Step one was obtaining seeds. Russ gathered donations from dozens of commercial organizations and packaged different seed variations of the same plant together, calling them “Reclaimed Seeds.” Grouping seeds this way for growth is “essentially adding new genes to our Flint gene pool,” says Russ. Reclaimed Seeds are free to anyone for planting, and those who take them are encouraged to grow a crop and bring the seeds from their resultant harvest back to FSD’s seed bank. The seeds they bring back are called “Grow Out” seed, so named because they come from a local farmer and not a commercial source. The idea is to create a variety of seeds exclusive to Flint that have adapted conditions here and are more likely to grow better over time.
In the world of agriculture, it typically takes six to seven years to make a sustainable new seed variation, one that has passed the tests of the soil and weather, and have not died in the process of annual sowing and reaping. At this point, those seeds that make the grade have the distinct honor of being called “The Flint Seed Democracy Seeds” because they are new and exclusive to Flint. This process is not especially easy, but the benefits are many. More varieties of seeds are especially good in agriculture, because, as Russ puts it, “trading seeds is what produced so many varieties of fruits and vegetables over time.” Simply put, trading seeds breaks up the monotony of one basic produce.
Concerning The Flint Seed Democracy’s efforts, Russ declares that he is pleased with the community’s support. “People support what we’re doing,” he said, but his vision extends further. “Real success for Flint Seed Democracy will come in the form of widespread participation, as well as adoption of our varieties as part of Flint’s food culture,” he said hopefully, adding that FSD wishes to expose Flint gardeners to lots of genetic options and to allow them to choose what gets passed on. Russ regards the seeds that are returned back to FSD as “votes for how a Flint tomato, pea or bean should look.” Re-enter the concept of democracy, since the public at large is responsible for the development of a local vegetable variety.

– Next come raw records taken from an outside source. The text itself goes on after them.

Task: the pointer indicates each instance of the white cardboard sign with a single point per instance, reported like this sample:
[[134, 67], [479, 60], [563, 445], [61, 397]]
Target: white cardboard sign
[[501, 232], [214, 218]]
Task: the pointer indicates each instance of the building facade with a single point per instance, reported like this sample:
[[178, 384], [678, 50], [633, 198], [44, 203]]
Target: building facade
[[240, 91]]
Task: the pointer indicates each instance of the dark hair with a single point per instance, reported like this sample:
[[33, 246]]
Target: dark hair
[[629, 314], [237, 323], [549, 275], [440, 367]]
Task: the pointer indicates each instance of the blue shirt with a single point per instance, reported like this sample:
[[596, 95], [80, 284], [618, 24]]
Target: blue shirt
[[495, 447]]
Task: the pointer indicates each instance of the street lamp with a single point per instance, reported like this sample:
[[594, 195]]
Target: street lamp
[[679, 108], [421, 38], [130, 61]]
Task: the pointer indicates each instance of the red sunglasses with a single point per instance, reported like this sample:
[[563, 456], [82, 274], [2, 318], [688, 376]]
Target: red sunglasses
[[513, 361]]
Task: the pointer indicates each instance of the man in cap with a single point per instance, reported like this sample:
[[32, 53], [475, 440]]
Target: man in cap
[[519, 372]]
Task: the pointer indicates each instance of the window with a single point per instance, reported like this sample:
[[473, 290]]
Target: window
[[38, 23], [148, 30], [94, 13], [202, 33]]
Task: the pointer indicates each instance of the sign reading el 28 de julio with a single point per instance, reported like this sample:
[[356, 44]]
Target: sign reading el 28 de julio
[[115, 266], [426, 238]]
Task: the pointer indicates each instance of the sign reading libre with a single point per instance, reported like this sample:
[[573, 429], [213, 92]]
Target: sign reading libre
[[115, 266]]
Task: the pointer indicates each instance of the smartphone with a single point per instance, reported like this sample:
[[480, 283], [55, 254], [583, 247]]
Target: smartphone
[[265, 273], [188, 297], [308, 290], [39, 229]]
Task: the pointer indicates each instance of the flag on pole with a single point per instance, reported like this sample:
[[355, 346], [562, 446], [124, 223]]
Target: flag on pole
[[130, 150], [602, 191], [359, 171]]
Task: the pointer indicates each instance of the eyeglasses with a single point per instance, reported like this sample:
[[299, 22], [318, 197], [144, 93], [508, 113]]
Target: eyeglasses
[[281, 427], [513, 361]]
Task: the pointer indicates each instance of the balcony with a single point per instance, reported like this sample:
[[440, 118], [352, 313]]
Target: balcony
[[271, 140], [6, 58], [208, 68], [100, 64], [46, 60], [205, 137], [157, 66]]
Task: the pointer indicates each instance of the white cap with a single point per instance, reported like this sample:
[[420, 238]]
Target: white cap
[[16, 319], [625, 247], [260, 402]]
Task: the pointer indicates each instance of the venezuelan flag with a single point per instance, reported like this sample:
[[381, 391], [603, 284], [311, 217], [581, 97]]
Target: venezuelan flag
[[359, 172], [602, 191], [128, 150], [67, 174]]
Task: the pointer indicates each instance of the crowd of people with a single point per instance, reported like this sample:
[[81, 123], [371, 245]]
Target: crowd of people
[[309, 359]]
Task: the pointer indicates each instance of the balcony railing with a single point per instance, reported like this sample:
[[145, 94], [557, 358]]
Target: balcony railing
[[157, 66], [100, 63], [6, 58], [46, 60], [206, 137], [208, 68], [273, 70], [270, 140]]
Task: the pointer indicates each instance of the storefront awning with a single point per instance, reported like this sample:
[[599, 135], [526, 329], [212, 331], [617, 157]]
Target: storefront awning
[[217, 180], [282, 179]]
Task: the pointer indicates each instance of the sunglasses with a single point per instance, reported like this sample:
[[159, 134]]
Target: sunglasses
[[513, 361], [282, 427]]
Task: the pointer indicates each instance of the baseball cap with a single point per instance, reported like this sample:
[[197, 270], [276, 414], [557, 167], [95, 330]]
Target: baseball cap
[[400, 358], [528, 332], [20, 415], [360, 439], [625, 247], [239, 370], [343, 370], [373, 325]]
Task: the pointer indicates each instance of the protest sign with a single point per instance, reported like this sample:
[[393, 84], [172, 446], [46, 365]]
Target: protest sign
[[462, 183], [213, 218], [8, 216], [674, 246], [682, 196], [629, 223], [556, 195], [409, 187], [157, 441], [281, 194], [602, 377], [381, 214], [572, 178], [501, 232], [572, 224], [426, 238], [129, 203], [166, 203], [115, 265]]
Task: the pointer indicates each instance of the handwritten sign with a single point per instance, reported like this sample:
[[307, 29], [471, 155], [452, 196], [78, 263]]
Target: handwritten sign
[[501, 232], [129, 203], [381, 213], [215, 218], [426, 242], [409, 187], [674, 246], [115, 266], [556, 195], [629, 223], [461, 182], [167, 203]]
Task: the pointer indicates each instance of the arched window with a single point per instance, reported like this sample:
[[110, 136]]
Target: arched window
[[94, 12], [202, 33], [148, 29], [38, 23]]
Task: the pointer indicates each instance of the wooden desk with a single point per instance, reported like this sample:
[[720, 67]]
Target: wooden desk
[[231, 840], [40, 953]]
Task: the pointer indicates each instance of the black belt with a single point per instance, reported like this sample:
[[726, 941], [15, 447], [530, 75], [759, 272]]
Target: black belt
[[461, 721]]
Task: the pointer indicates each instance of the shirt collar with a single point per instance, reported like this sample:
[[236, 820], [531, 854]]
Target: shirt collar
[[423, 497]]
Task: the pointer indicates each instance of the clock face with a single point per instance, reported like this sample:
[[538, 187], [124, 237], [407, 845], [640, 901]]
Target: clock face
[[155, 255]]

As The Flint Seed Democracy continues to take more ground, Russ says that “events are major ways to mass-distribute seeds.” One such event was the Keep Genesee County Beautiful Annual Beautification Conference, held on March 8. The FSD was in attendance, spreading both the seed and the word. On a larger scale, Russ is also thinking of expanding across the country, and he has partnered with organizations similar to the FSD to swap seeds, exporting the veritable “Flint” variation of vegetables to other regions across the U.S. Of this effort, Russ says his hope is that Flint becomes distinct. “Flint should have a distinct food culture,” he said, not speaking of a certain dish or mean, but rather, of certain plants. Now that’s a novel idea.
This “seed breeding project” is gaining momentum, and promises a bright future in how people distribute, obtain and consume food in heavily industrialized areas. If you have been recently taken with the urban gardening movement, then FSD represents a perfect opportunity for you. Russ explains that FSD has a “meaningful relationship with the urban farming community,” and of that relationship he says, “Once we have successfully developed named varieties that will be consistent and reflect Flint’s gardening culture, I suspect that our urban-farming friends will be eager to offer them to their customers.”